Referendum tahun 2017 secara mayoritas mendukung kemerdekaan wilayah Kurdi di Irak utara, namun ditolak oleh pemerintah pusat dan kekuatan regional.

“Kurangnya kohesi sosial berasal dari realitas ganda yang dialami masyarakat,” Farah Al Shami, peneliti senior di Inisiatif Reformasi Arab, mengatakan kepada Al Jazeera. “Kota-kota di wilayah Kurdistan lebih maju dan menikmati standar hidup yang lebih baik dibandingkan kota-kota lain.”

Kesenjangan dalam standar hidup menyebabkan ketegangan pada tingkat “politik dan sosiologis”, katanya, seraya menambahkan bahwa “sistem federal benar-benar meremehkan peran pemerintah pusat”.

Ada juga isu korupsi yang mewabah di Irak. Negara ini menduduki peringkat 154 dari 180 negara dalam Indeks Persepsi Korupsi tahun 2023 yang dikeluarkan Transparansi Internasional. Meskipun hal ini tidak terlalu menjadi masalah di KRG, lembaga-lembaganya juga terkena dampak korupsi.

“Dalam 20 tahun terakhir, urusan politik telah lumpuh di Irak,” kata Hamasaeed. “Korupsi telah menjadi penghalang terbesar.”

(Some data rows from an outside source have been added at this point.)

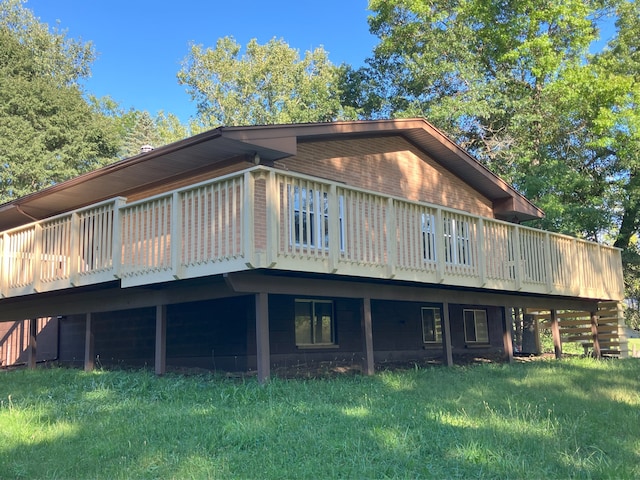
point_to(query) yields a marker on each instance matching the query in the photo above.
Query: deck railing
(265, 218)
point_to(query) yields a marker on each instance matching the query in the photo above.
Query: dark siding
(72, 333)
(397, 331)
(211, 334)
(126, 337)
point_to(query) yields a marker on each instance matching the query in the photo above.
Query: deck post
(507, 336)
(161, 340)
(447, 355)
(368, 367)
(33, 329)
(263, 355)
(89, 362)
(594, 334)
(555, 332)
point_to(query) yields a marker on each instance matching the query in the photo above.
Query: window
(476, 329)
(314, 322)
(456, 236)
(310, 217)
(457, 243)
(431, 325)
(428, 237)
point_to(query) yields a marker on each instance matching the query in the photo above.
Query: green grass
(577, 418)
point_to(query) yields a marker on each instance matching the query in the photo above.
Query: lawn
(575, 418)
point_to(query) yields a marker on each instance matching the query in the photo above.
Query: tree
(268, 84)
(499, 76)
(48, 131)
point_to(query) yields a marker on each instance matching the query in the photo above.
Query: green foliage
(545, 419)
(508, 81)
(267, 84)
(48, 132)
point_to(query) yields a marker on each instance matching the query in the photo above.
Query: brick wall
(389, 165)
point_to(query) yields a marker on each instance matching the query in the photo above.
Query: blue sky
(140, 43)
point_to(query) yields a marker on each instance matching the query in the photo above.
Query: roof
(272, 142)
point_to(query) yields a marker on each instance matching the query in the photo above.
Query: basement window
(431, 325)
(476, 329)
(314, 323)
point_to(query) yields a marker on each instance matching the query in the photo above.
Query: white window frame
(457, 242)
(313, 302)
(437, 325)
(428, 222)
(311, 206)
(480, 325)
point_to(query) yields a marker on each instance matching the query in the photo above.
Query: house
(254, 247)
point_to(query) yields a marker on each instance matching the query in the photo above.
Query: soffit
(269, 143)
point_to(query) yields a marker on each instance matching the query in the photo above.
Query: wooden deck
(267, 218)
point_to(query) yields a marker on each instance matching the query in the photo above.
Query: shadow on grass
(575, 419)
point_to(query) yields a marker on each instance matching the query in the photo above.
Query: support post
(263, 355)
(507, 337)
(33, 329)
(594, 335)
(161, 340)
(447, 355)
(89, 362)
(555, 332)
(368, 367)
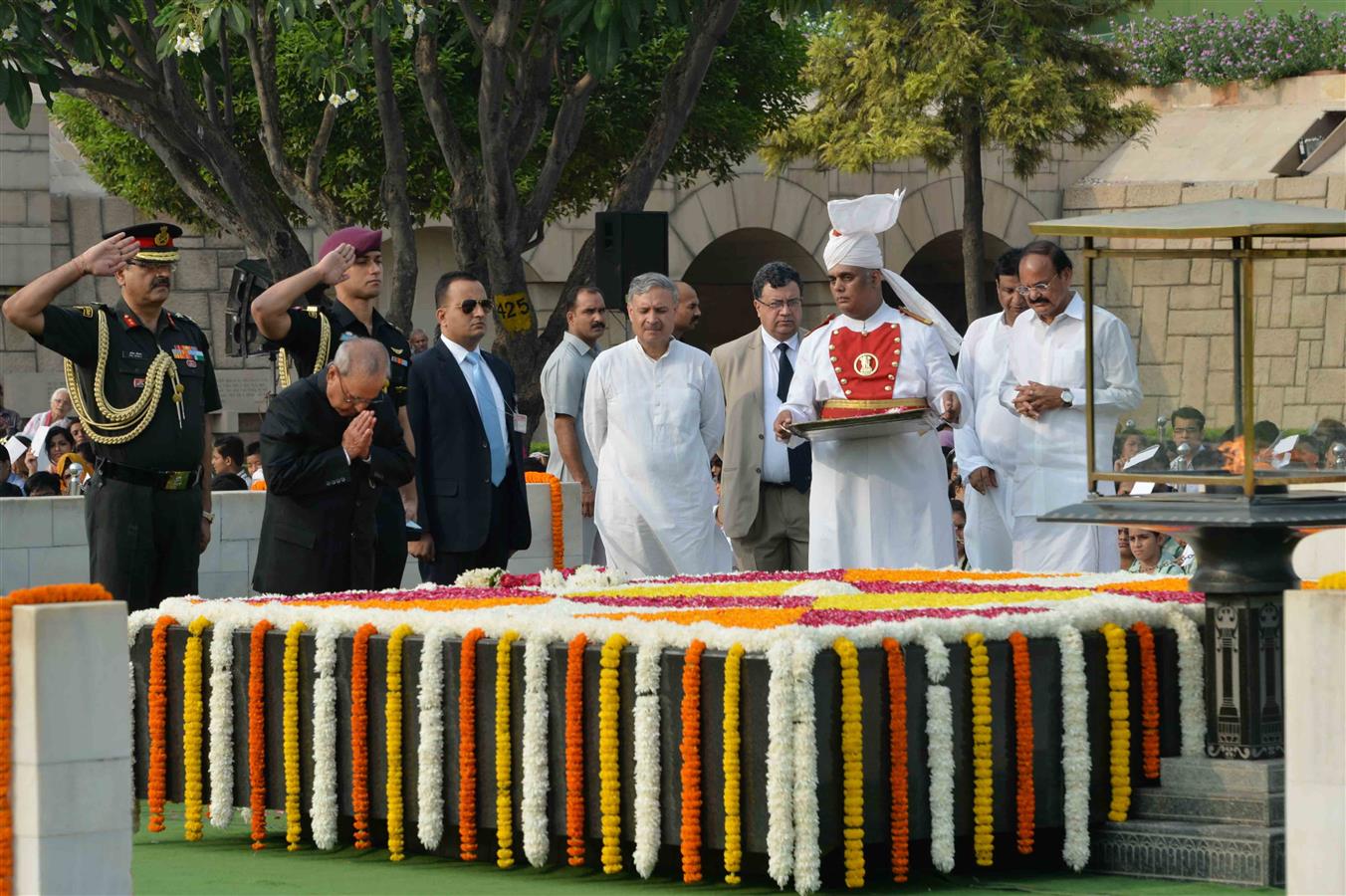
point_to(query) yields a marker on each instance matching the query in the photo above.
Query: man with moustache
(764, 485)
(147, 516)
(984, 447)
(562, 405)
(329, 441)
(654, 416)
(470, 443)
(876, 502)
(1043, 383)
(351, 263)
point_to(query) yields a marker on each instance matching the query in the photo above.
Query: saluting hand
(110, 256)
(334, 264)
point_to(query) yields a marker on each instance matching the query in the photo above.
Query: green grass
(222, 862)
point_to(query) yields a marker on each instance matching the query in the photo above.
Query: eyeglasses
(777, 307)
(348, 400)
(1038, 288)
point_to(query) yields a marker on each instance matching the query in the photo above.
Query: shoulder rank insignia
(916, 317)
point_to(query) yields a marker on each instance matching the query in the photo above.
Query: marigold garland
(558, 532)
(1148, 701)
(691, 753)
(1024, 795)
(393, 740)
(359, 734)
(852, 763)
(899, 811)
(574, 750)
(504, 755)
(467, 746)
(1119, 754)
(610, 784)
(159, 722)
(983, 830)
(257, 732)
(191, 716)
(731, 766)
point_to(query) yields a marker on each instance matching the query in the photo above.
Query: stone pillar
(1315, 742)
(72, 750)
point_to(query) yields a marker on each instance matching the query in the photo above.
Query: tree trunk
(974, 203)
(393, 190)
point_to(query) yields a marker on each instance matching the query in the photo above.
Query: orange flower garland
(574, 750)
(691, 751)
(899, 819)
(257, 732)
(1024, 796)
(359, 734)
(159, 722)
(1148, 701)
(558, 533)
(467, 746)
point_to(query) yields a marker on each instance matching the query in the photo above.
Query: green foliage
(906, 79)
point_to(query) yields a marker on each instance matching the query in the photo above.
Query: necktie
(490, 418)
(801, 458)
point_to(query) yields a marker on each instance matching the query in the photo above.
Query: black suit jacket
(318, 532)
(452, 458)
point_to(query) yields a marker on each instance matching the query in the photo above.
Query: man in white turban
(878, 502)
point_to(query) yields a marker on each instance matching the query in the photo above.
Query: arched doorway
(722, 275)
(936, 271)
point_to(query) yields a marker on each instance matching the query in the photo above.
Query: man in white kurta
(876, 502)
(986, 445)
(1044, 385)
(654, 414)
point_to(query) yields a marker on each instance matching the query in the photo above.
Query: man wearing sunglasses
(351, 263)
(469, 437)
(330, 445)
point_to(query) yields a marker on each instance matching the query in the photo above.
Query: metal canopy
(1220, 218)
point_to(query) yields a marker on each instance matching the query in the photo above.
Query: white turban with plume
(856, 225)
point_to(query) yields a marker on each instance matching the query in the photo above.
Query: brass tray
(868, 427)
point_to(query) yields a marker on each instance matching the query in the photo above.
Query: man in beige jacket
(765, 486)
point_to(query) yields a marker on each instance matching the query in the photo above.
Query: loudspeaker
(627, 244)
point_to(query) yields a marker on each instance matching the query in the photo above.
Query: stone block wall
(1181, 311)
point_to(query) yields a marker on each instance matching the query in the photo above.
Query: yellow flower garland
(294, 814)
(733, 784)
(393, 739)
(1119, 755)
(610, 784)
(852, 763)
(983, 830)
(504, 755)
(191, 715)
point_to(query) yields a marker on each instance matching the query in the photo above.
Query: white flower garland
(222, 724)
(646, 736)
(324, 807)
(536, 776)
(1192, 685)
(1074, 747)
(429, 751)
(780, 765)
(806, 854)
(940, 750)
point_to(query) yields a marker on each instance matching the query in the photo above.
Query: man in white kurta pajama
(876, 502)
(654, 414)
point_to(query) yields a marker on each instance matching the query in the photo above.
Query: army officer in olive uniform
(351, 263)
(147, 513)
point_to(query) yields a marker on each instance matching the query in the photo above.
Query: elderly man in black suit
(469, 440)
(328, 444)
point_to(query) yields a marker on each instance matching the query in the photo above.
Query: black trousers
(494, 552)
(144, 544)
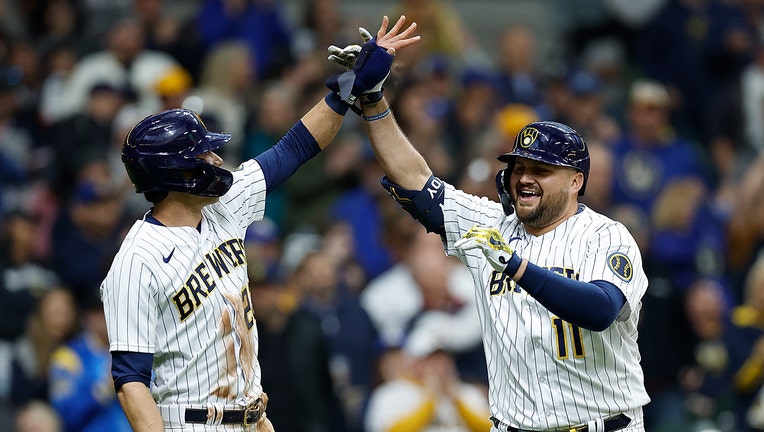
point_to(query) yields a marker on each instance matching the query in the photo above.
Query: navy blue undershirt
(591, 305)
(278, 164)
(282, 160)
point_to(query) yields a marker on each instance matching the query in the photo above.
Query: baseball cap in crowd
(649, 93)
(583, 83)
(175, 81)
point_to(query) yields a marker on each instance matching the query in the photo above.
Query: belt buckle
(255, 410)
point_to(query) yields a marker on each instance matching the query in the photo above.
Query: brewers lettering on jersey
(180, 322)
(558, 286)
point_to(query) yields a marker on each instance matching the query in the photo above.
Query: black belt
(613, 423)
(246, 416)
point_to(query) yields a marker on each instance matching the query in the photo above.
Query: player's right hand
(490, 242)
(370, 65)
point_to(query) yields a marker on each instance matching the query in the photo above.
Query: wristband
(335, 103)
(370, 98)
(383, 114)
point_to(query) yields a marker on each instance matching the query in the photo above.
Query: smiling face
(544, 195)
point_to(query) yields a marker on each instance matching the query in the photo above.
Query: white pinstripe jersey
(182, 294)
(543, 372)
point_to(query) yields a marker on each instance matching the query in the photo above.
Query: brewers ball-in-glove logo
(527, 137)
(621, 266)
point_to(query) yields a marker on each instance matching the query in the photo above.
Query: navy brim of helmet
(213, 141)
(544, 158)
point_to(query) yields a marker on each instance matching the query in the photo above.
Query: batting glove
(347, 56)
(370, 68)
(490, 242)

Ketergantungan yang berlebihan pada minyak dan korupsi yang sudah mengakar telah mempersulit kerja sama antara KRG dan pemerintah federal dan mempunyai dampak yang nyata terhadap penduduk Irak.

Kurangnya diversifikasi ekonomi juga berdampak pada masyarakat, tidak hanya berdampak pada jenis pekerjaan yang tersedia, tetapi juga migrasi internal, keinginan untuk beremigrasi, dan banyak lagi.

Tanpa reformasi politik dan ekonomi yang serius, kemajuan apa pun yang telah dicapai Irak dalam hal stabilitas dalam beberapa tahun terakhir akan terpuruk. Namun perjalanannya masih panjang, karena tidak ada perbaikan yang cepat.

“Ini sama sekali bukan realitas ekonomi yang berkelanjutan,” kata Al Shami. “Jika ada solusinya, pasti dalam jangka panjang.”